Jacques Brasseul, Introduction à l’économie du développement, 3ème édition augmentée, Paris, Armand Colin, coll. « Cursus », 2008, 372 p.

 

À en juger par ce livre, les ouvrages de la collection « Cursus » d’Armand Colin suivent la même évolution que l’espèce humaine ; ils prennent de plus en plus de place et de poids. Entre la première édition du manuel d’« éco du dev » du professeur Jacques Brasseul et celle-ci, le nombre de pages a été multiplié par deux. Pour une fois, on serait malvenu de se plaindre de cette surcharge pondérale grâce à laquelle le lecteur bénéficie de nouveaux aperçus passionnants.

introduction

Disons tout de suite que le titre est trop modeste. Plutôt que d’une introduction, il s’agit d’un traité, comme l’entendaient nos défunts maîtres, doctrine et théorie se complétant l’une l’autre. Tous ceux qui sont familiers avec les manuels d’histoire économique et sociale de J. Brasseul retrouveront ici les qualités qui font le sel de ses ouvrages : clarté de l’exposition et pluralité des points de vue (souvent illustrés par des encadrés hors texte) parmi lesquels l’auteur laisse filtrer discrètement sa propre opinion.

Le livre est divisé en trois grandes parties. La première présente le sujet avec trois chapitres consacrés respectivement aux caractéristiques du sous-développement, à ses explications et aux principaux modèles de développement ; la seconde traite des aspects internationaux du sous-développement : le commerce (faits et théories), la finance, les organisations internationales compétentes ; la dernière partie enfin étudie les politiques de développement.

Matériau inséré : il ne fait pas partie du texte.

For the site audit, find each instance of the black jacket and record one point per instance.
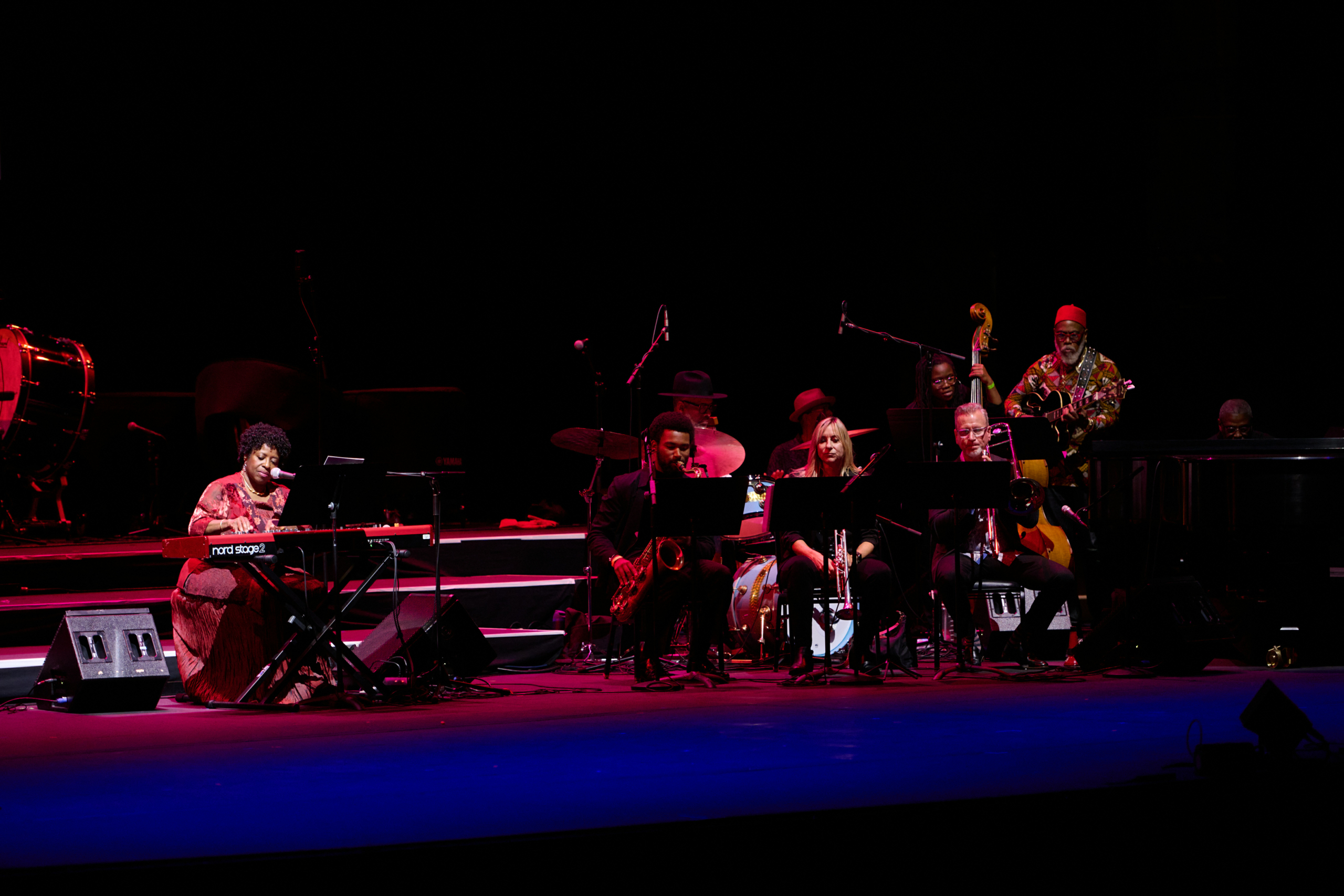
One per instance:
(616, 527)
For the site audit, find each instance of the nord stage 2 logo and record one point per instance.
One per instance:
(239, 550)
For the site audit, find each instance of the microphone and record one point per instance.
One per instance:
(1070, 512)
(135, 428)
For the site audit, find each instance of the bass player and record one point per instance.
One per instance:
(620, 532)
(1077, 370)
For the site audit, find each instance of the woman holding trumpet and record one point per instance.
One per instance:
(831, 455)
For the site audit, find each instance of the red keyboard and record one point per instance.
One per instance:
(239, 546)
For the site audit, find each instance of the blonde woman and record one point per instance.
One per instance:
(830, 455)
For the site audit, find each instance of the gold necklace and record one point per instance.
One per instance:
(248, 486)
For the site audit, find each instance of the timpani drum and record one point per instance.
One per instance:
(46, 392)
(756, 604)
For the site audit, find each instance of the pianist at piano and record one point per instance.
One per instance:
(225, 626)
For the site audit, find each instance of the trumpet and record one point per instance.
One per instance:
(842, 562)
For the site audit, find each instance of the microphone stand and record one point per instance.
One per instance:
(636, 382)
(889, 338)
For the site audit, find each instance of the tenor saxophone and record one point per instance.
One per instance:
(627, 598)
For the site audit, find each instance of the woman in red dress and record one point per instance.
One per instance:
(225, 626)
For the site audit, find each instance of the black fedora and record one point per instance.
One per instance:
(692, 385)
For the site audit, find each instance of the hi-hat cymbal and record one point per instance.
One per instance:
(718, 452)
(598, 444)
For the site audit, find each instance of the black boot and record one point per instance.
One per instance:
(803, 666)
(1016, 652)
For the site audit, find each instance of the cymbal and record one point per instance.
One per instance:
(598, 444)
(718, 452)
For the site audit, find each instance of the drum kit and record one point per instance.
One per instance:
(754, 605)
(46, 393)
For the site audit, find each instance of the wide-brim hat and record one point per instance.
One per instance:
(692, 385)
(807, 400)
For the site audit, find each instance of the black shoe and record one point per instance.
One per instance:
(649, 671)
(705, 667)
(1016, 652)
(803, 666)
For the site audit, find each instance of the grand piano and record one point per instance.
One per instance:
(1256, 522)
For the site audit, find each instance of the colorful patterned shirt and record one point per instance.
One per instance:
(1049, 371)
(226, 499)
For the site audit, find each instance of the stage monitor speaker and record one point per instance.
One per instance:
(104, 661)
(466, 649)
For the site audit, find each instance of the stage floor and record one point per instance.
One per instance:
(191, 782)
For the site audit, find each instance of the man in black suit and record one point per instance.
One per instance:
(620, 532)
(988, 543)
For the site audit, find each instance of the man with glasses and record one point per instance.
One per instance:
(1077, 370)
(987, 546)
(1234, 422)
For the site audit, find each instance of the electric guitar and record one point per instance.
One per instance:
(1053, 404)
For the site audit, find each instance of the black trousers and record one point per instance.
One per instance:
(1053, 583)
(870, 581)
(705, 587)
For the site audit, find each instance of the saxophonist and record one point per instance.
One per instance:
(620, 532)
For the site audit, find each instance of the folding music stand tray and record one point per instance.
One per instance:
(918, 433)
(316, 493)
(814, 504)
(963, 487)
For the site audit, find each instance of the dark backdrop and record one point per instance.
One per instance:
(1163, 168)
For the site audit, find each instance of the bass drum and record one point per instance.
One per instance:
(46, 392)
(756, 604)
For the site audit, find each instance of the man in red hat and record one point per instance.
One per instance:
(1073, 364)
(808, 407)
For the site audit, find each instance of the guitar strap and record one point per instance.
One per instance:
(1084, 374)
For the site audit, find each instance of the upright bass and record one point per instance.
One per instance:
(1046, 539)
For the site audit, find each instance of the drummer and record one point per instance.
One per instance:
(692, 394)
(808, 407)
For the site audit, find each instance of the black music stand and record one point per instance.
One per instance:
(921, 434)
(814, 504)
(694, 508)
(318, 496)
(1034, 438)
(963, 487)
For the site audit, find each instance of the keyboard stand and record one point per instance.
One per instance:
(313, 637)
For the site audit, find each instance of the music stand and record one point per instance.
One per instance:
(961, 487)
(917, 434)
(694, 508)
(1034, 438)
(815, 504)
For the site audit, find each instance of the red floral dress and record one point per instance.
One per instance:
(225, 626)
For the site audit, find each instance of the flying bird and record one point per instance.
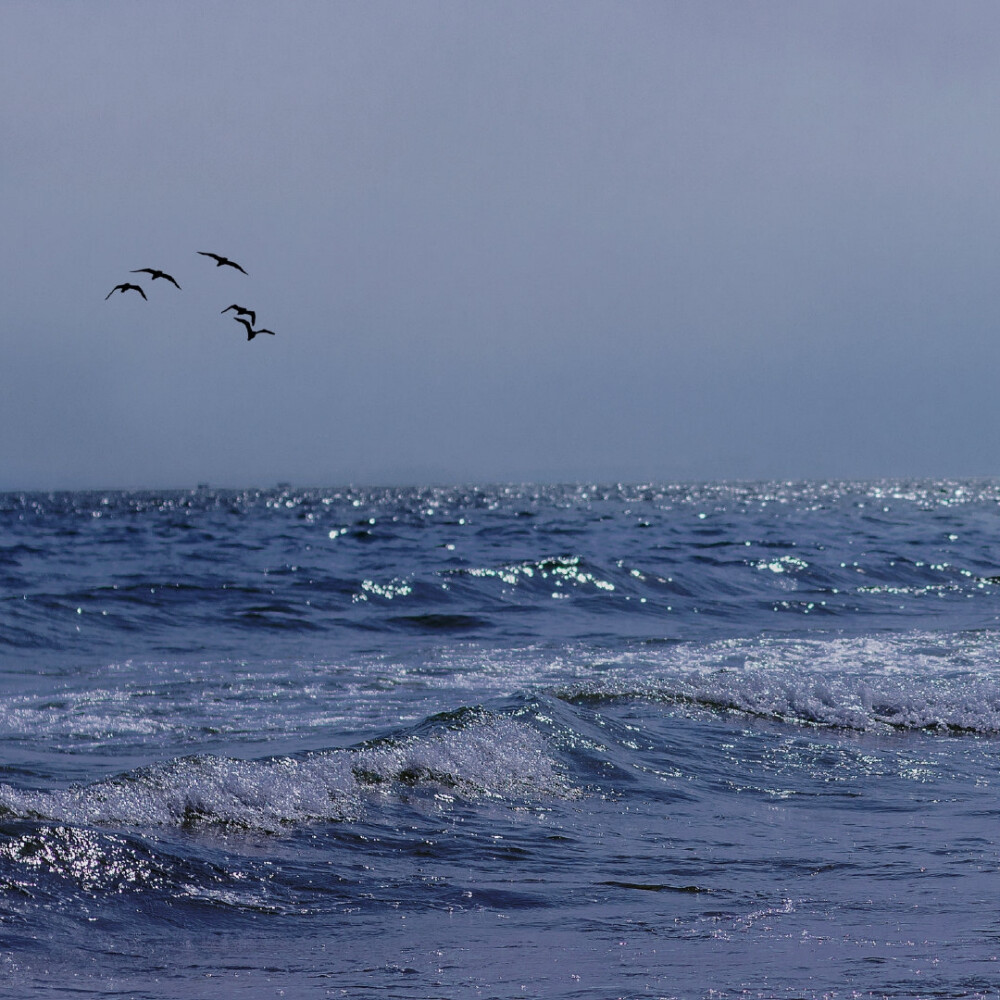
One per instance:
(123, 288)
(220, 261)
(251, 332)
(240, 311)
(156, 274)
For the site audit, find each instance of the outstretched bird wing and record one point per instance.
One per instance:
(123, 288)
(220, 260)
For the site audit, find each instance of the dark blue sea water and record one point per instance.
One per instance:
(580, 742)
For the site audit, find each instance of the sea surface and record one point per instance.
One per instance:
(583, 742)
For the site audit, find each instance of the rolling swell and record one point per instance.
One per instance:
(168, 571)
(473, 758)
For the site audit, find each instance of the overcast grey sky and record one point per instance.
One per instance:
(499, 241)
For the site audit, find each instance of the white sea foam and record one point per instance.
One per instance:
(909, 681)
(493, 758)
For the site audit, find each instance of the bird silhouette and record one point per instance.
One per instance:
(123, 288)
(240, 311)
(220, 261)
(155, 274)
(251, 332)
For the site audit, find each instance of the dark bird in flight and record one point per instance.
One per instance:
(123, 288)
(219, 261)
(240, 311)
(156, 274)
(251, 332)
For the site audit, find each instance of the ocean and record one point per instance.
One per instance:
(582, 742)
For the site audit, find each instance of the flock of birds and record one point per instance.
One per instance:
(220, 261)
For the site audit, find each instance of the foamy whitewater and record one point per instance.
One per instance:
(581, 742)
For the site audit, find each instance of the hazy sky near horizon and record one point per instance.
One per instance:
(499, 241)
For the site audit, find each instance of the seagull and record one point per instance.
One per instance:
(219, 261)
(156, 274)
(251, 332)
(240, 311)
(123, 288)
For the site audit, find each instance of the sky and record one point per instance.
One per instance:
(530, 240)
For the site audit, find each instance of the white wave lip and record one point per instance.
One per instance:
(917, 681)
(497, 758)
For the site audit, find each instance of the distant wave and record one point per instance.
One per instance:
(474, 756)
(914, 681)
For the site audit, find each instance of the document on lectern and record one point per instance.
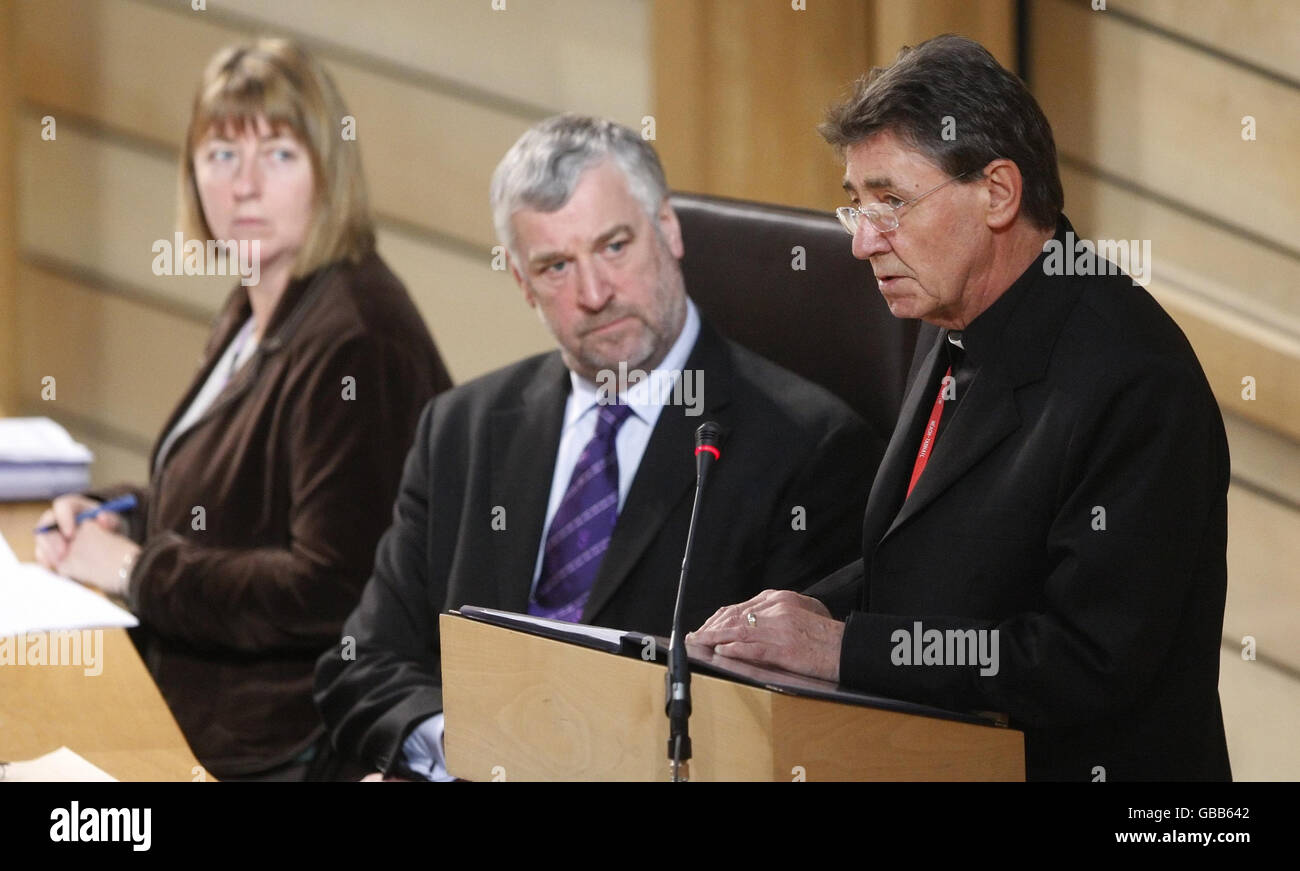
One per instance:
(703, 661)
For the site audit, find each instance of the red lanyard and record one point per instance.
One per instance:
(928, 438)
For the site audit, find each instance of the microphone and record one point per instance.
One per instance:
(677, 677)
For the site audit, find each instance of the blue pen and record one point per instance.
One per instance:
(121, 505)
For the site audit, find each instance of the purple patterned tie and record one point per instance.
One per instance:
(583, 524)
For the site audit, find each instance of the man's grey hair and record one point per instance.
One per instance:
(544, 167)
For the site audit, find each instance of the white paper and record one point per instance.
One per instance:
(7, 557)
(39, 440)
(60, 766)
(34, 599)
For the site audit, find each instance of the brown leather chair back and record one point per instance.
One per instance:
(783, 282)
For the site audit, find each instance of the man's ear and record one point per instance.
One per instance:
(1004, 185)
(671, 229)
(519, 280)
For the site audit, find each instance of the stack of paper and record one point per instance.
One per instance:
(60, 766)
(39, 460)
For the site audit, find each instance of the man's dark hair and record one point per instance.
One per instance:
(992, 116)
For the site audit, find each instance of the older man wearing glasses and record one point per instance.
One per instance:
(1047, 532)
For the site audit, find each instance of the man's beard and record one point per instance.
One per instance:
(659, 326)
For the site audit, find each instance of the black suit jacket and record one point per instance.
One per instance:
(781, 508)
(1075, 502)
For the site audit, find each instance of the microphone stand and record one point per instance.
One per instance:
(677, 677)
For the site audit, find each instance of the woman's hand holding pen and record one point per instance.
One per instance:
(92, 551)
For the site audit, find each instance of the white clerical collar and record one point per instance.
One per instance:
(650, 391)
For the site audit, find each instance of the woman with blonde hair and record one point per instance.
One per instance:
(274, 477)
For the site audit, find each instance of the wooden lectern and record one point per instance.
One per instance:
(520, 706)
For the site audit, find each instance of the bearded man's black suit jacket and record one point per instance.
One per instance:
(781, 508)
(1075, 502)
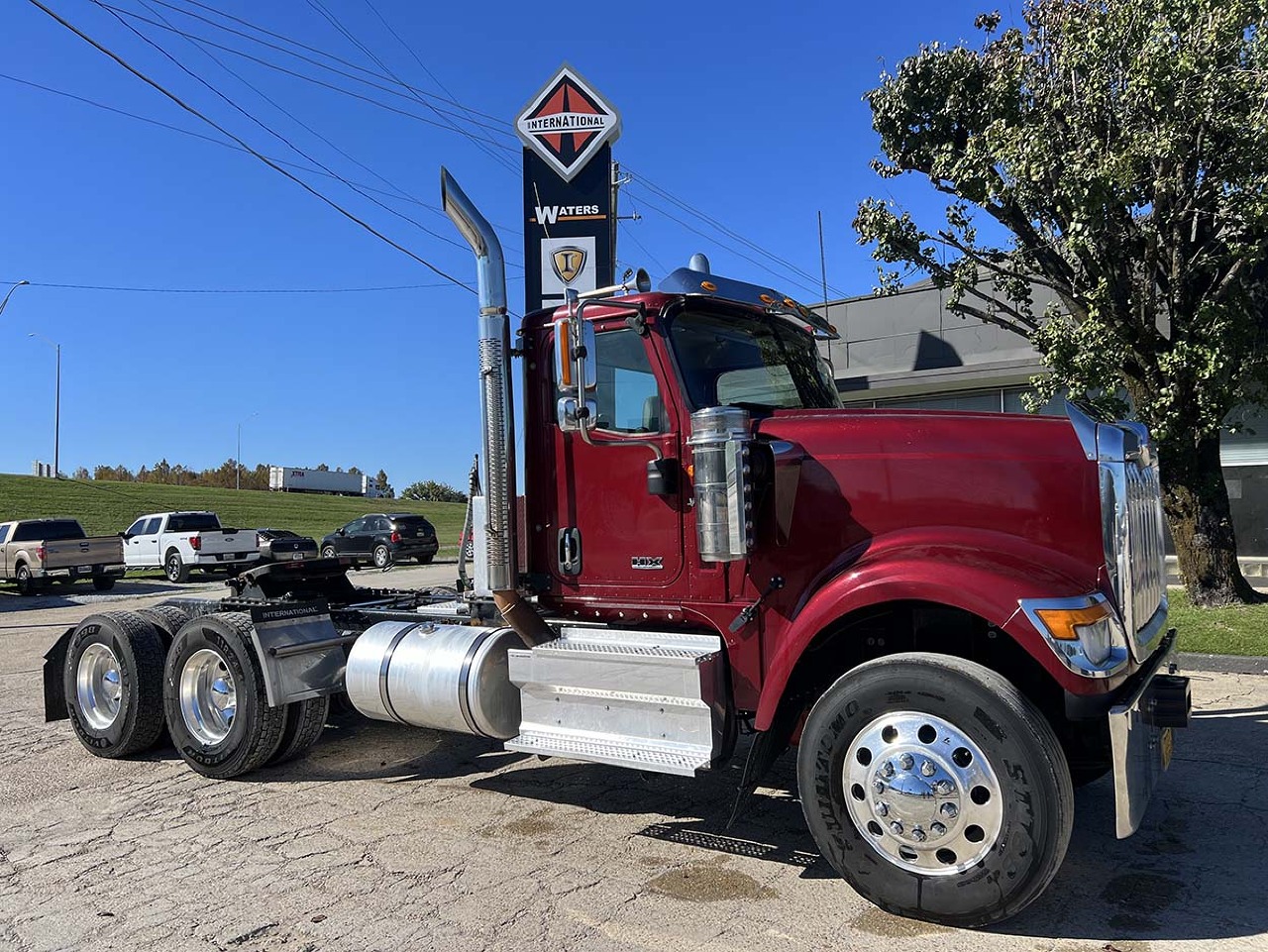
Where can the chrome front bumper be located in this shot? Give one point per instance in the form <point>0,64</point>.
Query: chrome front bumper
<point>1141,731</point>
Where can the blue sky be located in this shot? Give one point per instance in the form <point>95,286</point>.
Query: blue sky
<point>750,113</point>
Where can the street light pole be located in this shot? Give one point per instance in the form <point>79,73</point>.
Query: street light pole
<point>9,294</point>
<point>57,399</point>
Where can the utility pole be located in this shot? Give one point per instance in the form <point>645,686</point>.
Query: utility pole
<point>57,399</point>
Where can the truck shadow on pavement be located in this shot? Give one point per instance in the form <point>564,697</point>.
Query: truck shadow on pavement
<point>1194,870</point>
<point>64,596</point>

Un traité vise à l’exhaustivité. Il s’adresse à des lecteurs différents qui y cherchent des choses différentes. L’étudiant sera peut-être davantage intéressé par les modèles ou par les statistiques, le professeur cherchera plutôt les éclairages originaux susceptibles de nourrir ses cours, mais il serait dommage que ce livre ne touche pas un public plus large, tant il apporte de réponses à des interrogations latentes dans l’opinion : Quelles sont les causes du sous-développement ? À quoi sert l’aide internationale ? Les organisations internationales comme le FMI ou la Banque mondiale jouent-elles un rôle positif ou négatif ? Et bien d’autres.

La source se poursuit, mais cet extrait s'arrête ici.